In French the verb endings ent and ons cannot be removed without unacceptable overstemming. The ons form is rarer, but ent forms are quite common, and will appear regularly throughout a stemmed vocabulary.

In Italian, the final vowel of nouns and adjectives indicates number and gender (amico is male friend, amica is female friend) and its removal is a necessary part of stemming, but the final vowel sometimes separates words of different meanings (banco is bench, banca is bank), which leads to some over-stemming.

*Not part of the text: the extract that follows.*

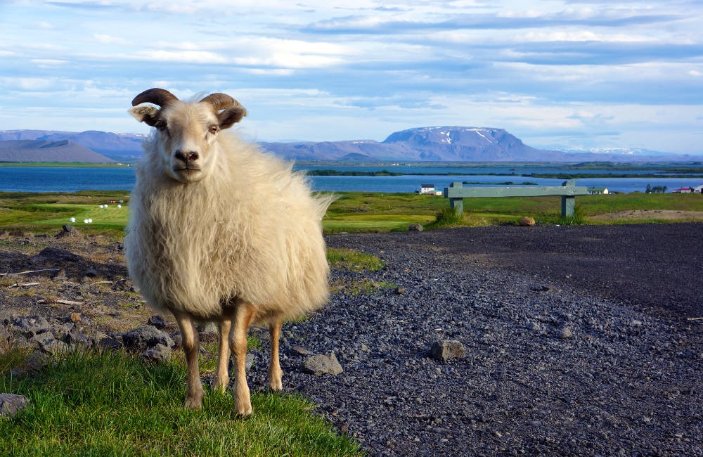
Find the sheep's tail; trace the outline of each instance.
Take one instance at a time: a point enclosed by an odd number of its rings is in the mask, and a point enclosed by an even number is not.
[[[332,202],[339,198],[339,197],[333,193],[323,193],[321,192],[316,192],[313,195],[313,198],[317,204],[317,216],[321,221],[322,218],[325,217],[325,213],[327,212],[327,209],[330,207]]]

The d-suffixes of all four languages follow a similar pattern. They can be tabulated as follows,

French Spanish Portug. Italian
noun ANCE ance anza eza anza
adjective IC ique ico ico ico
noun ISM isme ismo ismo ismo
adjective ABLE able able ável abile
adjective IBLE - ible ível ibile
noun IST iste ista ista ista
adjective OUS eux oso oso oso
noun MENT ment amiento amento mente
noun ATOR ateur ador ador attore
noun ATRESS atrice - - atrice
noun ATION ation ación ação azione
noun LOGY logie logía logía logia
noun USION usion ución ución uzione
noun ENCE ence encia ência enza
adjective ENT ent ente ente ente
noun ANCE ance ancia ância anza
noun ANT ant ante ante ante
adverb LY (e)ment (a)mente (a)mente (a)mente
noun ITY ité idad idade ità
adjective IVE if ive ivo ivo
verb ATE at at at at

Equivalent English forms are shown in upper case. In English, ATE is a valid ending, but in the Romance languages it only exists in combinations. The endings can appear in a number of styles. In Italian, oso can also be osa, osi or ose, French ique becomes ic in combinations.

The important combining forms are summarised in the following picture:

Graph showing important combining forms in English

In English, ABLE combines with LY to form ABLY. So in French, for example, able combines with (e)ment to form ablement. In some languages particular combinations are rare. In Italian, for example, ANT + LY, which would be the ending antemente, is so rare that it does not figure in the stemming algorithm. According to the picture, we should encounter the forms ICATIVELY and ICATIVITY, and dictionaries instance a few English words with these endings (communicatively for example). But in practice three is the maximum number of derivational suffixes that one need consider in combination.